CIOs haben nicht immer die Möglichkeit, ein so großes Team auf einen Schlag aufzubauen. Aber die Prinzipien, die bei der Einstellung im Tech-Hub von Mastercard in Vancouver angewandt wurden, können beim Aufbau von IT-Teams jeder Größe helfen. Nicole Turner, Mastercard Senior Vice-President, Technology Hubs, erklärt das Fünf-C-Prinzip und wie IT-Führungskräfte es für ihre eigene Arbeit nutzen können.

Wie alle Unternehmen ist auch Mastercard auf der Suche nach den besten Talenten. “Wir versuchen, Leute aus der Region einzustellen, die in der Community präsent sind. Für uns ist das ein Pluspunkt”, sagt Turner. Sie glaubt, dass Menschen, die sich in ihrer Gemeinde engagieren, eher in der Lage sind, Kontakte zu lokalen Unternehmen zu knüpfen, um auf diese Weise weitere Talente zu finden. Selbst wenn ein Unternehmen auf den internationalen Markt abzielt, könne es von großem Nutzen sein, Partner in der Nähe zu haben, die beispielsweise neue Produkte entwickeln.

In den Technologiezentren von Mastercard bezieht sich der Gemeinschaftsaspekt nicht nur auf die Einstellung von Mitarbeitern, sondern auch auf das Unternehmen selbst. Die neue Einrichtung in Vancouver betreibt ein Forschungszentrum, in dem Co-Creation-Workshops gemeinsam mit Kunden stattfinden. Zudem investiert Mastercard regelmäßig in Regionen, in denen das Unternehmen lokal ansässig ist. Im vergangenen Jahr wurden 6,3 Millionen Dollar für verschiedene lokale Programme gespendet, beispielsweise für Tech-Up, das jungen Kanadiern hilft, etwas über Technologie zu lernen. Mitarbeiter, die in ihren Gemeinden präsent sind, können dazu beitragen, solche Verbindungen zu lokalen Organisationen aufzubauen. Diese Beziehungen sind nicht nur vorteilhaft und motivierend für die lokalen Teams, sondern wirken sich auch positiv auf das Unternehmen als Ganzes aus.

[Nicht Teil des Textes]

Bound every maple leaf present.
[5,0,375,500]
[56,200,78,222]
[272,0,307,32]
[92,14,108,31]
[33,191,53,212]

Jedes der acht Technologiezentren von Mastercard hat seinen eigenen Charakter und Auftrag. So konzentriert sich das Zentrum in Vancouver auf Nachrichtendienste und Cyberkriminalität, während das Zentrum im australischen Sydney künstliche Intelligenz und maschinelles Lernen als Schwerpunkte hat. Das Zentrum in Dublin, Irland, wiederum ist auf den elektronischen Handel spezialisiert. “Diese Zentren sind unabhängig, aber Mastercard ist ein globales Unternehmen, daher muss alles auf eine gemeinsame Vision ausgerichtet sein”, sagt Turner.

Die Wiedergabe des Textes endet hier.